Selective Asset Segmentation: Where assets are modern, support secure identity and communications, and are already “IT-friendly” (Windows servers, HMIs, historian databases).
High-Security DMZs: Between Level 3/Level 4, brokering connections to corporate IT from plant OT benefits from applying ZTNA logic—though these are often isolated exceptions, not the main pattern.
Even where possible, ZTNA must be treated as one component of a multi-layered security model—not a panacea, but a targeted tool.
Practical Steps for Industrial ZTNA Adoption
Asset Inventory: Know every asset, protocol, expected data flow, ownership, and risk profile before drawing up ZTNA blueprints.

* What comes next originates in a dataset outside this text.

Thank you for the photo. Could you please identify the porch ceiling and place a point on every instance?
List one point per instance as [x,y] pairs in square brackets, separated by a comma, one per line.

Protocol and Identity Mapping: Understand what device identity is achievable. Avoid “agent or nothing” solutions.
Engage Operations Teams: Test in lab environments. Validate any change that might affect latency, protocol compatibility, or deterministic operation.
Compensating Controls: Where ZTNA is not viable, strengthen firewalls, deploy protocol-aware proxies, or reinforce monitoring capabilities.
Continuous Review: Revisit your architecture regularly. As assets are upgraded, ZTNA applicability expands—don’t architect for the future at the expense of today’s safety.
Conclusion
Borrowing IT security doctrine blindly for OT environments is an invitation to fragile, unsafe, and ultimately insecure deployments. ZTNA can add real value as a guardrail for remote access and modern OT/IT integration, but only by respecting the unique constraints and operational realities of industrial environments. Collaboration between IT, OT, and network engineering—guided by pragmatic, not dogmatic, approaches—remains essential.
Summary: ZTNA in OT is not a software checkbox to be ticked, but a careful, often partial, architectural effort demanding cross-disciplinary rigor, staged adoption, and a nuanced understanding of industrial risk.